In the nineties, the whole world became aware of Winton’s feat. The first meeting with him, organized by BBC television, was attended by children who had been saved by Winton and who had already grown up. Among them were famous scientists, writers, journalists and military men. They had no idea who had saved their lives.

This was followed by Sir Winton’s solemn arrival in Prague, where President Vaclav Havel awarded him the Order of the White Lion, the highest Czech state award. There was also a meeting with the “children” living in Prague.

Documentary and feature films have been made about Nicholas Winton, schools and streets have been named after him. And now, on the day the “Winton train” left Prague, a monument to Winton was unveiled at the Prague train station. Its author is the English sculptor, Flor Kent. The train from Prague was escorted by the first persons of the Czech state; the signal for departure was given by Senator Prince Karel Schwarzenberg, the recent Minister of Foreign Affairs of the Czech Republic. All along the train route in the Czech Republic, people stood and waved to the passengers as a sign of greeting and solidarity.

The train was pulled through Germany by a German historic steam locomotive, the first stop was in Nuremberg, where passengers stepped onto the platform. They were greeted by Federal Minister Kloser. He emphasized the symbolism of the meeting in Nuremberg, the city where the Nazis gathered for their meetings and where their leaders were later subjected to the trial of the nations.

Eighty-four-year-old Hana Beer, who now lives in New York City, remembers:

– I had a doll with me at the time, it was all I had left of my whole family. Nicholas? He’s my life, my closest person, he’s humanity itself.

Another story: Asaf. A boy born in Kibbutz Dganiya Bet. Zionist parents came to Palestine in the early 20s. They gave birth to two sons. They lived here for 10 or 12 years. And returned to Europe – because they never got used to the endless hot summer over the banks of the Kinneret. The whole family perished in Auschwitz. Only a boy named Asaf had survived…

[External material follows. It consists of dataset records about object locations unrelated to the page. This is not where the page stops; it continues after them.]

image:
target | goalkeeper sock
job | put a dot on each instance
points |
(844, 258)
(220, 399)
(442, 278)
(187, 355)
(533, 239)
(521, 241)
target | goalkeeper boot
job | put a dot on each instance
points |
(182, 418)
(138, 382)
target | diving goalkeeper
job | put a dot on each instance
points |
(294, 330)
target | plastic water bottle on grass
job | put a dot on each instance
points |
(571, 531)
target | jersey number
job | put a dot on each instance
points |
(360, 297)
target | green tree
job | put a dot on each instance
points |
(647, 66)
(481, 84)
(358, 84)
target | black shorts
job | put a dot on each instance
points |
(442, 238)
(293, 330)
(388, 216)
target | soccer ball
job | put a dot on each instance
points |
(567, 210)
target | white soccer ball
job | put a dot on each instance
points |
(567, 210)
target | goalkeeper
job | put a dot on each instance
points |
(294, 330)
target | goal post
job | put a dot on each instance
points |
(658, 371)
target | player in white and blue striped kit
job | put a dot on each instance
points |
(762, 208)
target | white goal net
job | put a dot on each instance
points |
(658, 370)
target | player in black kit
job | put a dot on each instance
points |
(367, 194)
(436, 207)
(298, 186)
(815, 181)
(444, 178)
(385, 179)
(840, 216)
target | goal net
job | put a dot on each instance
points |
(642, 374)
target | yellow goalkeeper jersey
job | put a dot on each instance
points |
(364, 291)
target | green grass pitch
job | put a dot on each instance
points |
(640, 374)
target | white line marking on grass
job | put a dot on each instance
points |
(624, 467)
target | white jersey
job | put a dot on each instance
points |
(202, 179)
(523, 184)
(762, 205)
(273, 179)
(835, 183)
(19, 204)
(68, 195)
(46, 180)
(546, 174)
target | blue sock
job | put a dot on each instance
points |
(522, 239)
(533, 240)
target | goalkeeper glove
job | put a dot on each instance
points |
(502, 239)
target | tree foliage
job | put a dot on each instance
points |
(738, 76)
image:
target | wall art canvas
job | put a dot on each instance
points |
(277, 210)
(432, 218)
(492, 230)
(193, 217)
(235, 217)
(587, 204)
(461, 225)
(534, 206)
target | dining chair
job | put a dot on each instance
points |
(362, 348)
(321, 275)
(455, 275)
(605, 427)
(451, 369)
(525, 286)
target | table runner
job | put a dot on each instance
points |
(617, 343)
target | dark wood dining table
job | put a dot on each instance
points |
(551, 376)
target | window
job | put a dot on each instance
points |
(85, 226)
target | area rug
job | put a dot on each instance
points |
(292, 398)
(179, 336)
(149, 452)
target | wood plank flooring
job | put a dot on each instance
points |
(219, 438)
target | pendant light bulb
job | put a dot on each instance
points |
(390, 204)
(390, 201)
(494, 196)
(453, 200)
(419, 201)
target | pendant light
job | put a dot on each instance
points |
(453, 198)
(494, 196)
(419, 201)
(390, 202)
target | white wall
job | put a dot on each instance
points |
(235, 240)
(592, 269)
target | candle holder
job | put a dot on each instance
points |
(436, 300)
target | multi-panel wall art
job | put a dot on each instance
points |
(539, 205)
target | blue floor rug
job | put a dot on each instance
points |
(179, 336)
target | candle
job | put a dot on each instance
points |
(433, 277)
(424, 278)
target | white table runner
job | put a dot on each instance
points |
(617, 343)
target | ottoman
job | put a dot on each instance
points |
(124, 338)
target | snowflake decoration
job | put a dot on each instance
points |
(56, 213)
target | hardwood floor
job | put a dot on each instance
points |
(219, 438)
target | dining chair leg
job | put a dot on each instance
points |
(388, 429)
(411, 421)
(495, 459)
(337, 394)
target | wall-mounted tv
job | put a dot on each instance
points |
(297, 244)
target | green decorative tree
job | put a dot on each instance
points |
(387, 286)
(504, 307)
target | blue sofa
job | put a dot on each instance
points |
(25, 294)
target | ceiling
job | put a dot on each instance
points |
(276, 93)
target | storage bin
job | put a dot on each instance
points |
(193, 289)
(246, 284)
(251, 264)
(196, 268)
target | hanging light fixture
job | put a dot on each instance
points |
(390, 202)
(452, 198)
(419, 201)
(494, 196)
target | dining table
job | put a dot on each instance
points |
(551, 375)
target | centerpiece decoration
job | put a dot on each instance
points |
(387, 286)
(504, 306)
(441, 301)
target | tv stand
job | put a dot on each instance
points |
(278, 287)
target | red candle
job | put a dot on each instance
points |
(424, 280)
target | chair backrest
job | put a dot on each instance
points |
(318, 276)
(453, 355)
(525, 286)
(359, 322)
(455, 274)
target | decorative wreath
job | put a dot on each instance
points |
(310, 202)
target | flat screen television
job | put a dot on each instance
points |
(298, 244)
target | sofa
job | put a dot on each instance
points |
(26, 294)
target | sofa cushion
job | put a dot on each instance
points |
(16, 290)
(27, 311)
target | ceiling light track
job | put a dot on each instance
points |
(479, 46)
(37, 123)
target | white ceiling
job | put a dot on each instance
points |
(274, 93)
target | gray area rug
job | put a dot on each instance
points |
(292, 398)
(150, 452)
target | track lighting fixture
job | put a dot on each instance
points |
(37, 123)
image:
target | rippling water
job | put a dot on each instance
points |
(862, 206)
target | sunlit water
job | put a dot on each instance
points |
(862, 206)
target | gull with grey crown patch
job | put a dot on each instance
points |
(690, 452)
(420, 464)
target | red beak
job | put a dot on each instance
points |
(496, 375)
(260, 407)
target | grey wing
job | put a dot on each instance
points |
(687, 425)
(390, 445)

After the war, many of the “Winton children” returned to Bohemia. But they did not find their loved ones there. Their houses and apartments were occupied by strangers, their belongings were stolen, and their new owners were unwilling to give them even a cup in memory of the dead family. Seeing that in their homeland they had become an unwelcome reminder of what had happened, some of them left back to England or even farther away – to America, Canada or Israel. Therefore, the current “Winton train” was predominantly English-speaking.